Sentiment Analysis on Amazon Reviews with Python
A study project of data cleaning, generating WordCloud, vidualizations in seaborn, logistic regression using text data
In this blog, I will guide you through how to perform a sentiment analysis on a text data.
We will be using the Razer_mouse_reviews.csv which I scraped from Amazon using Scrapy in Python to perform our analysis. This is only a portion of the reviews. The data contains the customer reviews for the product "Razer DeathAdder Essential Gaming Mouse" on Amazon and their star ratings. If you want to follow me along, you can download my dataset from here Razer_mouse_reviews.csv. You can also scrape your own dataset of any product you want on Amazon follow this tutorial: scraping amazon reviews use python scrapy. In addition, this study project is inspired by this wonderfull tutorial: A Beginner’s Guide to Sentiment Analysis with Python
Before we start our analysis, we need to clean up our data.
import numpy as np
import pandas as pd
import seaborn as sns
color = sns.color_palette()
import matplotlib.pyplot as plt
%matplotlib inline
from wordcloud import WordCloud, STOPWORDS
from sklearn.feature_extraction.text import CountVectorizer
from sklearn.linear_model import LogisticRegression
from sklearn.model_selection import train_test_split
from sklearn.metrics import confusion_matrix,classification_report
#Optional, just want to ignore the warning text in the output
import warnings
from pandas.core.common import SettingWithCopyWarning
warnings.simplefilter(action="ignore", category=SettingWithCopyWarning)

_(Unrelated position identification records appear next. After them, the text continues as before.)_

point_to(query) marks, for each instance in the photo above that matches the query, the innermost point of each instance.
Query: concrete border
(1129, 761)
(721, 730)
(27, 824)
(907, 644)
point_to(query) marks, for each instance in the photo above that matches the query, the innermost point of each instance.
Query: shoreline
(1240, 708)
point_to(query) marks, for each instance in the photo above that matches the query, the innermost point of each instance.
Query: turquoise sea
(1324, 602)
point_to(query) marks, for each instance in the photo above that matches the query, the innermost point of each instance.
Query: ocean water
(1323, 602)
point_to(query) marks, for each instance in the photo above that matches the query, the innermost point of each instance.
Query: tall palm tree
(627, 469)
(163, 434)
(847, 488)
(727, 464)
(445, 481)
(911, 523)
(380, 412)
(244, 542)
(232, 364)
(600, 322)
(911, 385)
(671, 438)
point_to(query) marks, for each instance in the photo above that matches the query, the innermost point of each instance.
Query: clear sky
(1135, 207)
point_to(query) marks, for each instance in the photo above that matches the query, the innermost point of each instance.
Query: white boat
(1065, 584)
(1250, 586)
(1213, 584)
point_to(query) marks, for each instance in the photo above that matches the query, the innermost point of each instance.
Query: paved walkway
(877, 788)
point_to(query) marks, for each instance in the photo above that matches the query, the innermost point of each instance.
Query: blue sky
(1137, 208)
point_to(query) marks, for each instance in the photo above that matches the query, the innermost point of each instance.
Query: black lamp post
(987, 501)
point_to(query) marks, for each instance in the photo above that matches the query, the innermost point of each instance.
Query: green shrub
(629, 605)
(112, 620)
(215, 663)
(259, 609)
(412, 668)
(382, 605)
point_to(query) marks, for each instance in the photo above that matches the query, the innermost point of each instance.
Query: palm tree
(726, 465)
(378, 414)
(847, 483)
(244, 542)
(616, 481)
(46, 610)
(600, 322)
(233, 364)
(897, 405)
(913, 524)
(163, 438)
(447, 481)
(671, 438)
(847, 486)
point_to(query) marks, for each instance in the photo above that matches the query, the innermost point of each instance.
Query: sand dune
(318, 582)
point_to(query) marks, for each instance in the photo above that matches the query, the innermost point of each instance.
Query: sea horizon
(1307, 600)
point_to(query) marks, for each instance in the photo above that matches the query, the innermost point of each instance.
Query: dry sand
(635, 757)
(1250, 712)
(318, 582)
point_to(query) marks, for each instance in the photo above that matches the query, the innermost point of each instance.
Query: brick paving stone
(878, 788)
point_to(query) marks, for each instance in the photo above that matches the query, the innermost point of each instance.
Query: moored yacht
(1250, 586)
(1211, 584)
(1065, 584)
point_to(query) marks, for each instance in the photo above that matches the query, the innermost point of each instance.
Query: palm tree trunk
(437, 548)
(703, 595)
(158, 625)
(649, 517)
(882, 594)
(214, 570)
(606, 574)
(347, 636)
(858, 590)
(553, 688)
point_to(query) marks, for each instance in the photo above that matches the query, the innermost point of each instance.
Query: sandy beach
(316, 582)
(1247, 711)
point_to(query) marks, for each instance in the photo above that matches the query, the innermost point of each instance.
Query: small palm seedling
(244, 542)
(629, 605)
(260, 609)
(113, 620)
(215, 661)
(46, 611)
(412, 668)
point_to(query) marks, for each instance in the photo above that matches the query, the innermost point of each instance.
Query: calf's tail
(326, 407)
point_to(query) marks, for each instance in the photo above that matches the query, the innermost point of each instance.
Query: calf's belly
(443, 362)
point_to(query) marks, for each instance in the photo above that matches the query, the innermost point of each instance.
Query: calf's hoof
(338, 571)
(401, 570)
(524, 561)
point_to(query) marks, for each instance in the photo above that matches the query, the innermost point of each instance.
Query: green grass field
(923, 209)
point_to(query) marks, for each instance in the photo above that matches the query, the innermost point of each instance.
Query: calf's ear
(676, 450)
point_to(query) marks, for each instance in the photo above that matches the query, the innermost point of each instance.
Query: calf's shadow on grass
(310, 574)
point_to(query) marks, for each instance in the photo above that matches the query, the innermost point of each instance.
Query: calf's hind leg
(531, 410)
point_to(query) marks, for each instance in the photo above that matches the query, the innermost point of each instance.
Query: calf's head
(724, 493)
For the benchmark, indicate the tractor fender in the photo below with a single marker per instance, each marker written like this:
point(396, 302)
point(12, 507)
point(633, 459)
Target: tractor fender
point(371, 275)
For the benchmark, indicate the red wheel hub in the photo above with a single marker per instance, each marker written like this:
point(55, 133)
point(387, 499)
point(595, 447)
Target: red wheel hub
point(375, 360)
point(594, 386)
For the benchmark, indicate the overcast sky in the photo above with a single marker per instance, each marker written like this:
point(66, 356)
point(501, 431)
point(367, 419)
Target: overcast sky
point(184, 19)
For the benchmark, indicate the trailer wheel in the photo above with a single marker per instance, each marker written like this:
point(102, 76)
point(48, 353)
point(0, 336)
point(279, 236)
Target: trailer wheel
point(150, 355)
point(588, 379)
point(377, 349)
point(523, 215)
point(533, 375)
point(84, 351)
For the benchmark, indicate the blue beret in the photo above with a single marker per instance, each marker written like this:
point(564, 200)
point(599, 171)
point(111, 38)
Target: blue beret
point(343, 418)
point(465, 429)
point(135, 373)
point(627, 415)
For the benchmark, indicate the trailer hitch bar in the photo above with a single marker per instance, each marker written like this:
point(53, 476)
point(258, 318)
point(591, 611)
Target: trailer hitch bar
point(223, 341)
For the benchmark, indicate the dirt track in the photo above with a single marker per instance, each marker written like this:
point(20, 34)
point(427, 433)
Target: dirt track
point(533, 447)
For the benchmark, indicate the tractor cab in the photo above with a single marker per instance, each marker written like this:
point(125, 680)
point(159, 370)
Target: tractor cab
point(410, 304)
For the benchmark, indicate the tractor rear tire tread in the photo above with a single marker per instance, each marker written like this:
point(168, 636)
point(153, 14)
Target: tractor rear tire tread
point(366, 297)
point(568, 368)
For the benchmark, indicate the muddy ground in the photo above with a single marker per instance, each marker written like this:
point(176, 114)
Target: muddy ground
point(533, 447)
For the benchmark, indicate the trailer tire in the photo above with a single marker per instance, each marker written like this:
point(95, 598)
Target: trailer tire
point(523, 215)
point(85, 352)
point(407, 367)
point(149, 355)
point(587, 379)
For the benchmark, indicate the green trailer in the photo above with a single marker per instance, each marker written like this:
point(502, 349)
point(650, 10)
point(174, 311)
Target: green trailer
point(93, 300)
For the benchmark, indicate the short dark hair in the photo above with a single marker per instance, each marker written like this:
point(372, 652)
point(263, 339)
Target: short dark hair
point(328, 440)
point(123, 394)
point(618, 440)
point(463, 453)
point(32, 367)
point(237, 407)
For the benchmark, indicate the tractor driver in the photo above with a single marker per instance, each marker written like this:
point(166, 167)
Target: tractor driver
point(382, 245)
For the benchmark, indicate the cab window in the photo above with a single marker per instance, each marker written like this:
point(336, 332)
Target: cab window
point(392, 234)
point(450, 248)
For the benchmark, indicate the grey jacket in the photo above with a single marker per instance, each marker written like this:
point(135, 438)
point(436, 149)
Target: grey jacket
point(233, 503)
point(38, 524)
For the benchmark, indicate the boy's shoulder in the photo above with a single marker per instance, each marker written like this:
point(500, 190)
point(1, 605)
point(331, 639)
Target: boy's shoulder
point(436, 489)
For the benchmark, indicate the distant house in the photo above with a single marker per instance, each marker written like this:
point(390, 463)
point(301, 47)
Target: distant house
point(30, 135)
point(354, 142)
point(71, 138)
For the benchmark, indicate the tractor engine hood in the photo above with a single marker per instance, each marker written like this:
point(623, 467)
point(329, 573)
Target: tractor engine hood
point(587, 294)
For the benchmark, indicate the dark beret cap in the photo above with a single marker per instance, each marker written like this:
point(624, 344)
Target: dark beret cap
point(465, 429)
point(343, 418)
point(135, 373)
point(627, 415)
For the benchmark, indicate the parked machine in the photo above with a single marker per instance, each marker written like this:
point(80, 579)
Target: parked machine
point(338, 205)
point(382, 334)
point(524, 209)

df1 = pd.read_csv("Razer_mouse_reviews.csv")
df1.head()
From the table below, we can see the stars are strings instead of integer rating and there are so many white line in front of each comment.
Next, we want to replace "1.0 out of 5 stars" to 1, "2.0 out of 5 stars" to 2, "3.0 out of 5 stars" to 3, "4.0 out of 5 stars" to 4, and "5.0 out of 5 stars" to 5 in the stars column. Then use str.strip() to remove all the white lines at the begainning of each comment. The code is like following:
df1 =df1.replace({"1.0 out of 5 stars": 1, '2.0 out of 5 stars': 2, '3.0 out of 5 stars': 3, '4.0 out of 5 stars': 4, '5.0 out of 5 stars': 5})
#Remove the new lines at the begainning of the comment
df1['comment'] =df1['comment'].str.strip()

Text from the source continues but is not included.